Correlation Between Wah Hong and Asia Tech
Can any of the company-specific risk be diversified away by investing in both Wah Hong and Asia Tech at the same time? Although using a correlation coefficient on its own may not help to predict future stock returns, this module helps to understand the diversifiable risk of combining Wah Hong and Asia Tech into the same portfolio, which is an essential part of the fundamental portfolio management process.
By analyzing existing cross correlation between Wah Hong Industrial and Asia Tech Image, you can compare the effects of market volatilities on Wah Hong and Asia Tech and check how they will diversify away market risk if combined in the same portfolio for a given time horizon. You can also utilize pair trading strategies of matching a long position in Wah Hong with a short position of Asia Tech. Check out your portfolio center. Please also check ongoing floating volatility patterns of Wah Hong and Asia Tech.
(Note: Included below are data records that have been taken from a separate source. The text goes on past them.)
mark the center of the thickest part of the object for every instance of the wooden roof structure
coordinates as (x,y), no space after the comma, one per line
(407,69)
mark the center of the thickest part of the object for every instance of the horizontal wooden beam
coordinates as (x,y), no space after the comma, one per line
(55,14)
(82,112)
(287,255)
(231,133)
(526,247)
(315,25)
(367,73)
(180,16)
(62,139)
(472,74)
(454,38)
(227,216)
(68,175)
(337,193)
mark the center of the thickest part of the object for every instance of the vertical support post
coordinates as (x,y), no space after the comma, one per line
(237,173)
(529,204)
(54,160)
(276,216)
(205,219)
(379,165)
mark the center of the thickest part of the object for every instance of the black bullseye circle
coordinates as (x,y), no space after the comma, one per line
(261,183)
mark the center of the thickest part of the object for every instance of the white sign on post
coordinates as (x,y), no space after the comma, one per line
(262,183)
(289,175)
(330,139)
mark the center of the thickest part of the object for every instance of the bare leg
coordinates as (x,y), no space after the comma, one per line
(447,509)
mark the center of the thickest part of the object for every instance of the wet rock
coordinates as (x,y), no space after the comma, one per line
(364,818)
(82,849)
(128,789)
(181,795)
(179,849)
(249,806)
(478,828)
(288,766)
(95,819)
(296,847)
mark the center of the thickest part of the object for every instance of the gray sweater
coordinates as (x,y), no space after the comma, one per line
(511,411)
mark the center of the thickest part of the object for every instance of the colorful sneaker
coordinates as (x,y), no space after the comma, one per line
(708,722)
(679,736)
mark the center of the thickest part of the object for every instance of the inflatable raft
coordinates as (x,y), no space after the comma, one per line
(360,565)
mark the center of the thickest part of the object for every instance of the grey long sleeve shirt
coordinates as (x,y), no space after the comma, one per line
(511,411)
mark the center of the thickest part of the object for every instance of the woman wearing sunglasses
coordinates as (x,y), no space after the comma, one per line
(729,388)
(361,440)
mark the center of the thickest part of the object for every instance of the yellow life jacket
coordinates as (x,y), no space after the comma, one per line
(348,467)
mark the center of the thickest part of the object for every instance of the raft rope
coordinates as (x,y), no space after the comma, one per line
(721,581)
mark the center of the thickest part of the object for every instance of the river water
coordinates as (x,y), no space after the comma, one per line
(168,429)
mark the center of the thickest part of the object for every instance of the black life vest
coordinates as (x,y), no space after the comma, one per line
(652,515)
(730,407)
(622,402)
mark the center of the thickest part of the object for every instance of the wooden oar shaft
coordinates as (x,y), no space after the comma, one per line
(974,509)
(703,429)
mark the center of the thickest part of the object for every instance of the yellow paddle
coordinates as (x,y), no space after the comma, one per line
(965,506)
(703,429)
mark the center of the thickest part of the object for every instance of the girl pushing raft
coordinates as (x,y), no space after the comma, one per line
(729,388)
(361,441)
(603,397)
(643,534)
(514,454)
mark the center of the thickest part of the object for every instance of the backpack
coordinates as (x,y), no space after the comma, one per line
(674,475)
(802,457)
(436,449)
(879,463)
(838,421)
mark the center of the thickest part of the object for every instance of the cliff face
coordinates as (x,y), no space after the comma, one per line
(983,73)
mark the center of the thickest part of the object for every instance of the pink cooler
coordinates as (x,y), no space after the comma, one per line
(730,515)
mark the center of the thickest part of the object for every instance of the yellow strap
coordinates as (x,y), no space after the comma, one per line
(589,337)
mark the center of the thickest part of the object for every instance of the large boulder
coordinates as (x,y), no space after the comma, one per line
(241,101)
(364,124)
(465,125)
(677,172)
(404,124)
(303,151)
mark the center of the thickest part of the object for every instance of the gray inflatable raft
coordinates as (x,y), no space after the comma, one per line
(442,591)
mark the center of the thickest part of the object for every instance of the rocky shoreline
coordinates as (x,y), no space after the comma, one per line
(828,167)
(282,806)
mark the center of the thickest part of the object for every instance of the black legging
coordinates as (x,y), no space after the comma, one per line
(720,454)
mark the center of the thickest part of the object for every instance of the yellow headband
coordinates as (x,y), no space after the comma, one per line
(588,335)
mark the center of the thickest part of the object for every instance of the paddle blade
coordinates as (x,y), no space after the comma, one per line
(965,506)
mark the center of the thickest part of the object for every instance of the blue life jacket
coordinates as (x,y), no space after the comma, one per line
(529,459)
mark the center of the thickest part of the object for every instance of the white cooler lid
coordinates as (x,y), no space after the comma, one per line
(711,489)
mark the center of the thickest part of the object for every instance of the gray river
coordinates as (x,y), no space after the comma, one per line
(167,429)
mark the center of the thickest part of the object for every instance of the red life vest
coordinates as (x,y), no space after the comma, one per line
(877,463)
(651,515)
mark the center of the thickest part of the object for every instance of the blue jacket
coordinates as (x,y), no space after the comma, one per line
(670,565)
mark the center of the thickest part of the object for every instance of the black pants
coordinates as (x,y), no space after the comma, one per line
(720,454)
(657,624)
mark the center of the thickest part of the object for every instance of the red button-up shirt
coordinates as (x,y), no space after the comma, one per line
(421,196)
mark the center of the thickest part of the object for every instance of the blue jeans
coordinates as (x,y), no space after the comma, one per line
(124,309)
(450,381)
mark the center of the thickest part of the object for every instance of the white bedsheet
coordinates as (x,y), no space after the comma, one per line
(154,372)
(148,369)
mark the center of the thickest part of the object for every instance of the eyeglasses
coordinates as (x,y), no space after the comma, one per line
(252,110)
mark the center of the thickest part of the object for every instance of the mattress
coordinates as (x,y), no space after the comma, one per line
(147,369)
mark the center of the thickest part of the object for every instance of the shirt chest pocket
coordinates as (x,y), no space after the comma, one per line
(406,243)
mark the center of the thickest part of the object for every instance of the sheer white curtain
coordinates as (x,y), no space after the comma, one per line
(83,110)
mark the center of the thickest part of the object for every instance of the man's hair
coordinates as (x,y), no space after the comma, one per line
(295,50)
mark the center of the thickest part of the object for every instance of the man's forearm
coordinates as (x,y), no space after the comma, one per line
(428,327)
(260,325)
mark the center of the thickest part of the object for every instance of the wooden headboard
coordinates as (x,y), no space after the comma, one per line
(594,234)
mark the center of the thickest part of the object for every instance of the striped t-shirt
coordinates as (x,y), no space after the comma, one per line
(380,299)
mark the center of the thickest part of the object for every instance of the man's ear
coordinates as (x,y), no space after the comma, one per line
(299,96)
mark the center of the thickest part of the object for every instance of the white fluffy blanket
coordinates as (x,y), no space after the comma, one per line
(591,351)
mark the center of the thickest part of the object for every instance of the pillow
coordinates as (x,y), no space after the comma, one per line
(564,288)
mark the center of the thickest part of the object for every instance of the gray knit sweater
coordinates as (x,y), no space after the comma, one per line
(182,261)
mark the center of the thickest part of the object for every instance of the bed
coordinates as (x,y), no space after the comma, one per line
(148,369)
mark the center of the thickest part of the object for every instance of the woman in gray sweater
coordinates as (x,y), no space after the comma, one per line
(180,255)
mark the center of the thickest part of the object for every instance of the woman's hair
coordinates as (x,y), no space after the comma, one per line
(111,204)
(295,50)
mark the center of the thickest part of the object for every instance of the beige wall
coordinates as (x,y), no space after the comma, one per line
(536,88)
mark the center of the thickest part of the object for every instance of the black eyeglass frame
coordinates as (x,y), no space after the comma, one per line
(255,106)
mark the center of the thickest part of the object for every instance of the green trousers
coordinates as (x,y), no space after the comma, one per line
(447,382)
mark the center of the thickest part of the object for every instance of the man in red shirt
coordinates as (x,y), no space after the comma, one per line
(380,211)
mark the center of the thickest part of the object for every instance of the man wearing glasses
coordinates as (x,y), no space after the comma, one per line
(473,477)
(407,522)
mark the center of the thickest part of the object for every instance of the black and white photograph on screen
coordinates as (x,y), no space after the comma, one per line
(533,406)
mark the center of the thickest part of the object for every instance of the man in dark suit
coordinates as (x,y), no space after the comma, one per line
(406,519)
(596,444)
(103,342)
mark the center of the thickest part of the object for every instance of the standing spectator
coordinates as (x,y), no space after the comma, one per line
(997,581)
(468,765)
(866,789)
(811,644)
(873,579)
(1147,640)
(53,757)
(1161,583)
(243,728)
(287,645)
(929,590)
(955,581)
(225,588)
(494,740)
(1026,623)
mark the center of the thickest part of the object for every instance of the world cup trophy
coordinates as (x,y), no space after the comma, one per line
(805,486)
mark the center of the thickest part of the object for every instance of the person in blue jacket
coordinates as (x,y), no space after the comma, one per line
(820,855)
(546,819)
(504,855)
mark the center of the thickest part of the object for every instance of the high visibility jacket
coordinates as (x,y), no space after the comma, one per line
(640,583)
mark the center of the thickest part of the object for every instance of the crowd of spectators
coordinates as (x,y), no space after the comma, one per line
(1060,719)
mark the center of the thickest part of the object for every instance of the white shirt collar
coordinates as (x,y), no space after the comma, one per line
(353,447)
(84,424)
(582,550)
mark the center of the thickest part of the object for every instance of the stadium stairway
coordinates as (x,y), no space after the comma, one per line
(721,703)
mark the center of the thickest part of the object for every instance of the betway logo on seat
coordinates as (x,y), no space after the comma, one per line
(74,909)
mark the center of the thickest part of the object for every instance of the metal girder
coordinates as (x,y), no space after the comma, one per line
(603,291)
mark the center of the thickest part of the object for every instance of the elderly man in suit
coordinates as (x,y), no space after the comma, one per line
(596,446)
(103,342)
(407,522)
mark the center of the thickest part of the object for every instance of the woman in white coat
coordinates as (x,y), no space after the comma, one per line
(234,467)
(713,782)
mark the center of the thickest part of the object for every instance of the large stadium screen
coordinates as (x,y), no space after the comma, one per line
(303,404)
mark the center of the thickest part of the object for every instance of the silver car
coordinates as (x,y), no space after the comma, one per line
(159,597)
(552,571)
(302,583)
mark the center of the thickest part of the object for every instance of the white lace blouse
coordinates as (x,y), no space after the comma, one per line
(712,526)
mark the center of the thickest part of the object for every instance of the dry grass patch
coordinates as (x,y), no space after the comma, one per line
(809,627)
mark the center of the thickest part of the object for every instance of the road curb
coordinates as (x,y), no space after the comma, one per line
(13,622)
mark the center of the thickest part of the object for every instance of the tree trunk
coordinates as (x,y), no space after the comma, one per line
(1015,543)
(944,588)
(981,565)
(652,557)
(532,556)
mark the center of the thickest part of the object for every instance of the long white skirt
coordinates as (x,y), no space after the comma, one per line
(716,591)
Diversification Opportunities for Wah Hong and Asia Tech
Excellent diversification
The 3 months correlation between Wah and Asia is -0.64. Overlapping area represents the amount of risk that can be diversified away by holding Wah Hong Industrial and Asia Tech Image in the same portfolio, assuming nothing else is changed. The correlation between historical prices or returns on Asia Tech Image and Wah Hong is a relative statistical measure of the degree to which these equity instruments tend to move together. The correlation coefficient measures the extent to which returns on Wah Hong Industrial are associated (or correlated) with Asia Tech. Values of the correlation coefficient range from -1 to +1, where. The correlation of zero (0) is possible when the price movement of Asia Tech Image has no effect on the direction of Wah Hong i.e., Wah Hong and Asia Tech go up and down completely randomly.
Pair Corralation between Wah Hong and Asia Tech
Assuming the 90 days trading horizon Wah Hong Industrial is expected to under-perform the Asia Tech. In addition to that, Wah Hong is 1.21 times more volatile than Asia Tech Image. It trades about -0.11 of its total potential returns per unit of risk. Asia Tech Image is currently generating about 0.25 per unit of volatility. If you would invest 9,120 in Asia Tech Image on September 26, 2024 and sell it today you would earn a total of 1,430 from holding Asia Tech Image or generate 15.68% return on investment over 90 days.
Time Period | 3 Months [change] |
Direction | Moves Against |
Strength | Weak |
Accuracy | 95.65% |
Values | Daily Returns |
Wah Hong Industrial vs. Asia Tech Image
Performance |
Timeline |
Wah Hong Industrial |
Asia Tech Image |
Wah Hong and Asia Tech Volatility Contrast
Predicted Return Density |
Returns |
Pair Trading with Wah Hong and Asia Tech
The main advantage of trading using opposite Wah Hong and Asia Tech positions is that it hedges away some unsystematic risk. Because of two separate transactions, even if Wah Hong position performs unexpectedly, Asia Tech can make up some of the losses. Pair trading also minimizes risk from directional movements in the market. For example, if an entire industry or sector drops because of unexpected headlines, the short position in Asia Tech will offset losses from the drop in Asia Tech's long position.Wah Hong vs. Advantech Co | Wah Hong vs. IEI Integration Corp | Wah Hong vs. Flytech Technology Co | Wah Hong vs. Ennoconn Corp |
Asia Tech vs. Advantech Co | Asia Tech vs. IEI Integration Corp | Asia Tech vs. Flytech Technology Co | Asia Tech vs. Ennoconn Corp |
Check out your portfolio center.Note that this page's information should be used as a complementary analysis to find the right mix of equity instruments to add to your existing portfolios or create a brand new portfolio. You can also try the Instant Ratings module to determine any equity ratings based on digital recommendations. Macroaxis instant equity ratings are based on combination of fundamental analysis and risk-adjusted market performance.